# Linear models in the quest for maximising Likelihood

The core problem of machine learning boils down to learning a function with parameters such that given data, the model is able to give the desired output. This the model does by iteratively looking at multiple instances of labelled data and fixing its parameters, small steps at a time. We use this approach to train our first model and predict Boston Housing Prices and – Wallah – a new ML engineer is born. But is it really that straightforward?
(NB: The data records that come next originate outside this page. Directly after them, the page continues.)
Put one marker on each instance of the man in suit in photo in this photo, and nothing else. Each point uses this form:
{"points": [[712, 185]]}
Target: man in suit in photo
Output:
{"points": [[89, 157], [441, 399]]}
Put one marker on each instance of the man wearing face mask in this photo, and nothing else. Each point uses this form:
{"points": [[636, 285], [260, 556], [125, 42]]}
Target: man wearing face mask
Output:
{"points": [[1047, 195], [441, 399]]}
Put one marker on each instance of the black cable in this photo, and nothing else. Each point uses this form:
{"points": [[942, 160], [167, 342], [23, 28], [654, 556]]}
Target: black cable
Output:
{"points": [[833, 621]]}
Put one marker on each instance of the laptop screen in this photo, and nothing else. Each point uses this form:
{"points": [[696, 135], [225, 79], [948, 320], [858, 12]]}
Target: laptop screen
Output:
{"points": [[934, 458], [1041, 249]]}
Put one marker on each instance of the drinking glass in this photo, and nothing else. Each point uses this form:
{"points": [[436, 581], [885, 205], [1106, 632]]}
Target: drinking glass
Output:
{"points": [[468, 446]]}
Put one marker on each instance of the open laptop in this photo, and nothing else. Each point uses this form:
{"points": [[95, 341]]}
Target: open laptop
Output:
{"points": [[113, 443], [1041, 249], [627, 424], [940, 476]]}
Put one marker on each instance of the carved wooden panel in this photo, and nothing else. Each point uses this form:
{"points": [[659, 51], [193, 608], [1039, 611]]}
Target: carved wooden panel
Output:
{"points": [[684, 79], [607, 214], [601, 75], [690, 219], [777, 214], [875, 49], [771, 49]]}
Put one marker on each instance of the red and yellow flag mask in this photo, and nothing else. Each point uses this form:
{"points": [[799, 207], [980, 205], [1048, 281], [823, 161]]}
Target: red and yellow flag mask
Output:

Turns out things get really intense, murky, and chaotically beautiful when we look at the problem from a statistical perspective.

Let’s consider a Probabilistic Model of the problem: $y^{(i)} = \theta^T\textbf{X}^{(i)}+\epsilon$ Here, $y$ represents the output, $\theta$ the weights, $\textbf{X}$, and $\epsilon$ the error/noise associated with the output which we get as a part of the output. Now, some might be confused as to why the error/noise? To them – the thing is, we never are able to get clear output from model; if we did, our models will be capable of emulating exactly whatever process/ system we are trying to model and will have an accuracy of 100 percent which is almost never the case, and thus, the pesky noise. Like it or not, we get the noise; how to deal with it, that is the question.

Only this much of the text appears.